La voz de la imagen has been conceived as a free-access website where new material will be added. For now, there are six interviews available, with a further four to be uploaded in the coming weeks. "In all we have around 15," notes López Mondéjar. Each interview is 15 minutes long, with the photographer their sole star.
"We believe that these documentaries are an extremely valuable tool for teaching and disseminating our contemporary culture," reads the website. "We are not only showing the history of Spanish photography to the general public; through the inestimable testimony of the photographers themselves, we are also bringing them close to the social, working, political and economic realities of Spain at the time."
Memories, anecdotes, unwritten laws of a young profession, stories about towns and cities, about Madrid, Barcelona and Paris. The history of Spanish photography is a surprising blend of attraction for time-honored traditions but also for signs of a new era. It was a time when the roads were shared by religious processions and by Fiat 600s, which became a symbol of modernity.

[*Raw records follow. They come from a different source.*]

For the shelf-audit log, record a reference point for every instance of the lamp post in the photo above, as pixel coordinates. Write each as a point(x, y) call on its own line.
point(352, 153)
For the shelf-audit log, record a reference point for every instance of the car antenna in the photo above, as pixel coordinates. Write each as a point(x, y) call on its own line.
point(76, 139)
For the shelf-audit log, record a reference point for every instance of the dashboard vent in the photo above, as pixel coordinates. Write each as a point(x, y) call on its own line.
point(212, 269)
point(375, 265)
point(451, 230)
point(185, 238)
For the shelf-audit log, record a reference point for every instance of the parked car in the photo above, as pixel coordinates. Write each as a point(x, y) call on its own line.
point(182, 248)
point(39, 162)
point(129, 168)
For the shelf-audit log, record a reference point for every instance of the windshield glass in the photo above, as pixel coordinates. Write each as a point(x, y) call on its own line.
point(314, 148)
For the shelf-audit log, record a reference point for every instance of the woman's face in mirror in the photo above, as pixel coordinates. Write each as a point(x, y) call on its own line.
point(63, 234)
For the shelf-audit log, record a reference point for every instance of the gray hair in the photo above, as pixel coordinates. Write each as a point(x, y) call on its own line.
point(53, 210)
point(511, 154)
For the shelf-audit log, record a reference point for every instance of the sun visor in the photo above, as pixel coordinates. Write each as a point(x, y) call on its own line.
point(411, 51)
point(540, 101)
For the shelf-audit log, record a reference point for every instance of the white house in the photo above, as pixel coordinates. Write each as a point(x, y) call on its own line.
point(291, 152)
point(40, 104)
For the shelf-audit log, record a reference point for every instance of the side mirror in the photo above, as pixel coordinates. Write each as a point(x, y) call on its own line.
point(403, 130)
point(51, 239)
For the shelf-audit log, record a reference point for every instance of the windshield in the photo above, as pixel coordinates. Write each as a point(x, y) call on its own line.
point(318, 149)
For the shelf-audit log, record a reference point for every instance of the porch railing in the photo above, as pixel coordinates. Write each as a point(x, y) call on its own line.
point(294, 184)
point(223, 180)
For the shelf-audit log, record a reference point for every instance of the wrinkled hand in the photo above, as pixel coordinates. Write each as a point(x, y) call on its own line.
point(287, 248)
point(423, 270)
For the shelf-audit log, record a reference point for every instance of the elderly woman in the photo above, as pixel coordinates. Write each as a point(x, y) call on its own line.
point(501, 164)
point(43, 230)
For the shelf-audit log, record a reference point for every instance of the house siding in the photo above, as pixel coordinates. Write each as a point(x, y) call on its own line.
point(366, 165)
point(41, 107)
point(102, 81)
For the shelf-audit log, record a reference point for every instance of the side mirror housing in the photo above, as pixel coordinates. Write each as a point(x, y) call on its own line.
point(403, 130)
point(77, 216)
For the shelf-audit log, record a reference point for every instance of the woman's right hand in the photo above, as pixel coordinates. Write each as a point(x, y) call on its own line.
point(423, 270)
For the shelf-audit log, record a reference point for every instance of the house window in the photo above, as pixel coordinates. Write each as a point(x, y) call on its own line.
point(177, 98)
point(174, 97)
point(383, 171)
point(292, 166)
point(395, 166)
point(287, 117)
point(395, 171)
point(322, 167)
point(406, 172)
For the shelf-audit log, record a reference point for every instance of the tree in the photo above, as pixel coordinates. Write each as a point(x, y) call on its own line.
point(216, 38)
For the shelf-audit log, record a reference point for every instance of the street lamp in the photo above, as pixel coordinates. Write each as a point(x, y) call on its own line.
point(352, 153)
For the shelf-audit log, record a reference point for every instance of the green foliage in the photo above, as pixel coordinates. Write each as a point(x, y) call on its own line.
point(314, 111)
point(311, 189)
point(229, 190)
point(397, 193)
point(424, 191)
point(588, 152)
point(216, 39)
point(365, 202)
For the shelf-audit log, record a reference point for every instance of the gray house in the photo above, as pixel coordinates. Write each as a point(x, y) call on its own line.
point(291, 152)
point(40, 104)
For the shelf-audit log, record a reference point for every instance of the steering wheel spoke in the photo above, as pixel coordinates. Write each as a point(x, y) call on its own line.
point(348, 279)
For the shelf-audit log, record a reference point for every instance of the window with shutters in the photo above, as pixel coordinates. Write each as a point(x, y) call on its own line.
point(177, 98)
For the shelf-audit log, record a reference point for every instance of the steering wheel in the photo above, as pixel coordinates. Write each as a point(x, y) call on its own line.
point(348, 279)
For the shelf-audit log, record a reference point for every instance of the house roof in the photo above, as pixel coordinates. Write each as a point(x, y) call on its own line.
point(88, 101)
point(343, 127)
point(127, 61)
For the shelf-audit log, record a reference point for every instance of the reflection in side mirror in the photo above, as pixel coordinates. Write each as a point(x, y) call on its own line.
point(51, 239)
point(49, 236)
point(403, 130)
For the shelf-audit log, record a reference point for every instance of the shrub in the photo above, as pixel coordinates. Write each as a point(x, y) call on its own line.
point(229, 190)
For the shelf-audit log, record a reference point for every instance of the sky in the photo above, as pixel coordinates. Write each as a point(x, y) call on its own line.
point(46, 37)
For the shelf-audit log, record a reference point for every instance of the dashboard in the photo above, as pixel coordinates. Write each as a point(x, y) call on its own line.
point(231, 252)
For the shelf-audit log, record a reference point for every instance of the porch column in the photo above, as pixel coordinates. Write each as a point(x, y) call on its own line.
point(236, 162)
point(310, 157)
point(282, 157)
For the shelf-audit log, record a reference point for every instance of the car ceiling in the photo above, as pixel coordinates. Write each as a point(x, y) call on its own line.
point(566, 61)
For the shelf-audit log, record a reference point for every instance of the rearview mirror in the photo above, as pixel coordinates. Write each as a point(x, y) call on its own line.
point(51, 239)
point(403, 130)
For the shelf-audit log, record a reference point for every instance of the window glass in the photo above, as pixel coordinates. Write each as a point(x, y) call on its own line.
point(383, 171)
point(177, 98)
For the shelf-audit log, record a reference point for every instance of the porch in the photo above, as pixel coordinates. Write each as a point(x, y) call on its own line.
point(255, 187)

"We were not aware that we were capturing the portrait of an era, we just wanted to take pictures," says Ramón Masats, 82, who admits he hates his famous shot of a priest. One day, he confesses, he just got tired. "I was very happy taking pictures, until one day it was over. I got lazy and lost motivation."
Eugeni Forcano's instinct for the streets is apparent in his moving La mirada insondable (The impenetrable look), and in his photo of a child crying disconsolately at Barcelona's La Monumental. But hearing him speak belies a strange innocence, which contrasts with his sharp mustache. "I took my first photograph with my mother's wooden camera - nobody showed me anything," explains Forcano, sitting in his baroque home filled with dolls and antiques.

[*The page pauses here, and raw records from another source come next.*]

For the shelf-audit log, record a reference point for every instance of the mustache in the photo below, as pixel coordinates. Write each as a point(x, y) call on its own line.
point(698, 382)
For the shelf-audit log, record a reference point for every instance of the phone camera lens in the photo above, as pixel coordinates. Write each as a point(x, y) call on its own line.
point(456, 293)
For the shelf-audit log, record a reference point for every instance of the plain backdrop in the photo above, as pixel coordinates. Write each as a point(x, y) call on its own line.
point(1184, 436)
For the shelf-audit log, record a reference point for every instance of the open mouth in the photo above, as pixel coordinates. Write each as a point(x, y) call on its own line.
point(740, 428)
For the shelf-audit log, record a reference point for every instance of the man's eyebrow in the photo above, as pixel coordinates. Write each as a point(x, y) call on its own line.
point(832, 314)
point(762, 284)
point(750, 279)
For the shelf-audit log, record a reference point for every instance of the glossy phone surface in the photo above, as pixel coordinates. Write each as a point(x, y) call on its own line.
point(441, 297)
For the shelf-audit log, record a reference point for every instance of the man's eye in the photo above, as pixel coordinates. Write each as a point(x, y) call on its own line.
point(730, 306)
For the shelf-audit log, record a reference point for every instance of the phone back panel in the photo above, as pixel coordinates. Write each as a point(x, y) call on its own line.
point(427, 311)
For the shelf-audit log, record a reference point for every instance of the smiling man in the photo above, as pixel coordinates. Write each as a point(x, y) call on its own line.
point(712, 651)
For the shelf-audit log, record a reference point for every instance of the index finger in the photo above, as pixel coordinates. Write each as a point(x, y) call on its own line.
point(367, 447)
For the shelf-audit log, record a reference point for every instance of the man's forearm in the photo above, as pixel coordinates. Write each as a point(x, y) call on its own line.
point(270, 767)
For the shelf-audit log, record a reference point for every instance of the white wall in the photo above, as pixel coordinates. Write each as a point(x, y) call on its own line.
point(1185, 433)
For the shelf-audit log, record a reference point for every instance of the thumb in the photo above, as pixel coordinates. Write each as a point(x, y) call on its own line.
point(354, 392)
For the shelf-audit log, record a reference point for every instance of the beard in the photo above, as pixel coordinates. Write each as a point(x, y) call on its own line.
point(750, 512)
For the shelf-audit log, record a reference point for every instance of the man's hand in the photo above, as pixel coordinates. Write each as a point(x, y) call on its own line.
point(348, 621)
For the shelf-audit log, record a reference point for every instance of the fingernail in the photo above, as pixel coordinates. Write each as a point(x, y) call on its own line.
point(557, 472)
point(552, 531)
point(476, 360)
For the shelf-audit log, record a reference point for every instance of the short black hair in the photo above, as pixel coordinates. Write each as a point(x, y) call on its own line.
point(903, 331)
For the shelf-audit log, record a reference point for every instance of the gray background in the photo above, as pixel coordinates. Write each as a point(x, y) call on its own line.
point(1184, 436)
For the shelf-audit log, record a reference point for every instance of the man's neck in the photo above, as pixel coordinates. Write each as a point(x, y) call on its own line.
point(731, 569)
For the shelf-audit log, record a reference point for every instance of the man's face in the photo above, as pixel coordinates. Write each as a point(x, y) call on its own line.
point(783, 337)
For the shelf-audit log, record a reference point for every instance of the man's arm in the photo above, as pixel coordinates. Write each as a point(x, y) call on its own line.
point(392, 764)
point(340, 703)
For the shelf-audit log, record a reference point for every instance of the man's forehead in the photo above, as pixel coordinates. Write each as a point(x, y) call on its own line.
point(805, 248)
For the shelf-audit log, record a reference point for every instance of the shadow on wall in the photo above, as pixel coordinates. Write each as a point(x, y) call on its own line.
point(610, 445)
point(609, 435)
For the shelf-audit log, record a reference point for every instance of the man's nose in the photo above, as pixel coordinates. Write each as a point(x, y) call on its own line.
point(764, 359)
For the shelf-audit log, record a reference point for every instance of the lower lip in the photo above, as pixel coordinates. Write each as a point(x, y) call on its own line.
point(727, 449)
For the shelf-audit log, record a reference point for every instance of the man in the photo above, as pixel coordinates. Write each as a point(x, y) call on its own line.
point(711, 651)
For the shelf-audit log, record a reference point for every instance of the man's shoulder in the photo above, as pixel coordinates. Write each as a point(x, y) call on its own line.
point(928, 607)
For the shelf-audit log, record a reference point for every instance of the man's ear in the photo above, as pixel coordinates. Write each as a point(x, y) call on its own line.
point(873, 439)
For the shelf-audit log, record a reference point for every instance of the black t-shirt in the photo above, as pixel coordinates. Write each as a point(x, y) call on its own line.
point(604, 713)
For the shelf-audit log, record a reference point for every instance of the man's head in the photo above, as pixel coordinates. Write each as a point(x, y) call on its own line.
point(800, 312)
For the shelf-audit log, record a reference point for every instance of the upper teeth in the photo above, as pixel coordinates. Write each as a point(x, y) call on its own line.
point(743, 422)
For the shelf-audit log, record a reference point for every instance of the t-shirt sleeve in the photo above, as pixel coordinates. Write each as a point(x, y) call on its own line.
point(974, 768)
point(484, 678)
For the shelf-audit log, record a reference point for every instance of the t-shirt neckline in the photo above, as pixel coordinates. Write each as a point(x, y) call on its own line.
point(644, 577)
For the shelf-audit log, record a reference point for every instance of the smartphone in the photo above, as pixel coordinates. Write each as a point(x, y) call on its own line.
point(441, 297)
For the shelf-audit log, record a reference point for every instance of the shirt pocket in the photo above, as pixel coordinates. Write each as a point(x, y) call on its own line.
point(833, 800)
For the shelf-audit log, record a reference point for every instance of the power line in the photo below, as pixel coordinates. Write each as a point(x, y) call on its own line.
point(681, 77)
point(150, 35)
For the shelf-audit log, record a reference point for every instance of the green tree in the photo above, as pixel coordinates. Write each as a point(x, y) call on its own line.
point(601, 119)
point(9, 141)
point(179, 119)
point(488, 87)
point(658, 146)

Another great documentary photographer, Ricard Terré, who died in 2009, compared his own gestures with those of a matador: "It's like the bullfighter, who does not recreate the bull's movement but takes advantage of it." Terré's most iconic image is of a cross-eyed girl dressed for her First Communion. "I was advised not to show it, but it was never my intention to create a scandal, not even with my toughest pictures. To me that image was full of tenderness."
"Why do we take pictures?" wonders Leopoldo Pomés, a pioneer of a kind of photography filled with beauty and sophistication. "Like García Márquez says, so that we may be loved, so that we may be noticed."

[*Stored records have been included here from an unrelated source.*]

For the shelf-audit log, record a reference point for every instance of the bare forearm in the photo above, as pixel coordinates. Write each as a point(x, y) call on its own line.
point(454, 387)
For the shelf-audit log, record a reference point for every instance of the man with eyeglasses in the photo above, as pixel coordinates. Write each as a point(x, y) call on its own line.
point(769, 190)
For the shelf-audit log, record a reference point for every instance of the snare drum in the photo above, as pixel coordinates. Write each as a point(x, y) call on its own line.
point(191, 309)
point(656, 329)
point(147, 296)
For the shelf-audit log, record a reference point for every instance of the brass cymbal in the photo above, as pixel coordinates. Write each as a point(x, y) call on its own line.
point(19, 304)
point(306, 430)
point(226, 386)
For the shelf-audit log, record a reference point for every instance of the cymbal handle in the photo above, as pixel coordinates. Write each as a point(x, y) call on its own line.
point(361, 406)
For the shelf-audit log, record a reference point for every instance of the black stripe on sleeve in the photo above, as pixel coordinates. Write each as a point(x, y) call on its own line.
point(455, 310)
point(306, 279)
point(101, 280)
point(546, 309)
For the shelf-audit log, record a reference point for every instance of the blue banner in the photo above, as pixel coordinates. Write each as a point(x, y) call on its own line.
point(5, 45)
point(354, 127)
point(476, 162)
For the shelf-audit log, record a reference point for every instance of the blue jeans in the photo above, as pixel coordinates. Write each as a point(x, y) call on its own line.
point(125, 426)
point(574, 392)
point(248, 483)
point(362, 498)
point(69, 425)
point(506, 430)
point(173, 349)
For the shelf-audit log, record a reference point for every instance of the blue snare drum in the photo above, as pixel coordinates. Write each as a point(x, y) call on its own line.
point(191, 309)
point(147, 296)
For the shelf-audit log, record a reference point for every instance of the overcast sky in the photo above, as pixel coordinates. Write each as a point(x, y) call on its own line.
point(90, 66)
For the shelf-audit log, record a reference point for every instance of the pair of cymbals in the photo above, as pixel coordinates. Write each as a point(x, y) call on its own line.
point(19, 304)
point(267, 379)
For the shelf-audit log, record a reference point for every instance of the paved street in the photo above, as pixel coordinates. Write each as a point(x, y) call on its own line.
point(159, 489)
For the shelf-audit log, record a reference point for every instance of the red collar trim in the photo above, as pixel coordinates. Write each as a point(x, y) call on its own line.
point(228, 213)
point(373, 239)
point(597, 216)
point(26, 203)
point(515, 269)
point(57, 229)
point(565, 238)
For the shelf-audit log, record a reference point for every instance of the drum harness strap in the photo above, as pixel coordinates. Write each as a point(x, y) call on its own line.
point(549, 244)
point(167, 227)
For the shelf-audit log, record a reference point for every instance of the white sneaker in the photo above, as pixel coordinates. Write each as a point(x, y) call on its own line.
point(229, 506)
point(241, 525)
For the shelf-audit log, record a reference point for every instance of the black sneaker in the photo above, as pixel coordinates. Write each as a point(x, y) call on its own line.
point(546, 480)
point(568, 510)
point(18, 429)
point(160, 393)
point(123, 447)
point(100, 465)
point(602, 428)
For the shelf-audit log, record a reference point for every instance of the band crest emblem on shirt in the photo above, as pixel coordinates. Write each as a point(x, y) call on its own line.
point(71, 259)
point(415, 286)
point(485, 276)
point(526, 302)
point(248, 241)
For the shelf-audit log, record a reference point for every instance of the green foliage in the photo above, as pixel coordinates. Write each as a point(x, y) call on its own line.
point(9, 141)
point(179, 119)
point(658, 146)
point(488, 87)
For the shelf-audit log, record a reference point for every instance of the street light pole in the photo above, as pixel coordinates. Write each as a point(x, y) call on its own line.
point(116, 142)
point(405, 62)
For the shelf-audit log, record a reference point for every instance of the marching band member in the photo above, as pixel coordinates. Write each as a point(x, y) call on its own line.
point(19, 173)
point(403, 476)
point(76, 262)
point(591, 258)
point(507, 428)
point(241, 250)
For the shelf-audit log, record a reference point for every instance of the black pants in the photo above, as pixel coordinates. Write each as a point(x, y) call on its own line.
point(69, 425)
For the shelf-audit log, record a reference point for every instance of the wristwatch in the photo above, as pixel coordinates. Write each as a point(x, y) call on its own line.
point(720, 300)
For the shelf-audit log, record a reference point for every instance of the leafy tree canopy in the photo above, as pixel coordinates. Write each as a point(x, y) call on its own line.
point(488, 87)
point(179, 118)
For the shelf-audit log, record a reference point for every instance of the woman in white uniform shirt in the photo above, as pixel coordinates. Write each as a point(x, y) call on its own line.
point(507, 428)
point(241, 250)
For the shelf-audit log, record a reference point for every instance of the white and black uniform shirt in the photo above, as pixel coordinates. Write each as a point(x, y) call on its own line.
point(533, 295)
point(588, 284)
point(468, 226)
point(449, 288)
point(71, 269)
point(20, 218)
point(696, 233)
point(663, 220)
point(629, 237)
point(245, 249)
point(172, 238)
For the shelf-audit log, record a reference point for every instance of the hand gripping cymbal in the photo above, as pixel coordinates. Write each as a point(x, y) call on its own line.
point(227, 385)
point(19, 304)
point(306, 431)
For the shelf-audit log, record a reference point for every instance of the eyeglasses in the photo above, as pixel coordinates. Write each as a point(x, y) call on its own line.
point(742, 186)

Piedad Isla, one of the few women who worked in this trade at the time, and who has since passed away, explained in her interview that “there were laws prohibiting women from doing many things, but none of them said that a woman could not be a photographer. So I decided to be one.” She became famous in the mountains of Palencia because she was always zooming around on her Vespa scooter, wearing a helmet. “When I showed up at the villages it was almost a party, and there were so few causes for celebration that indeed, it was a party.”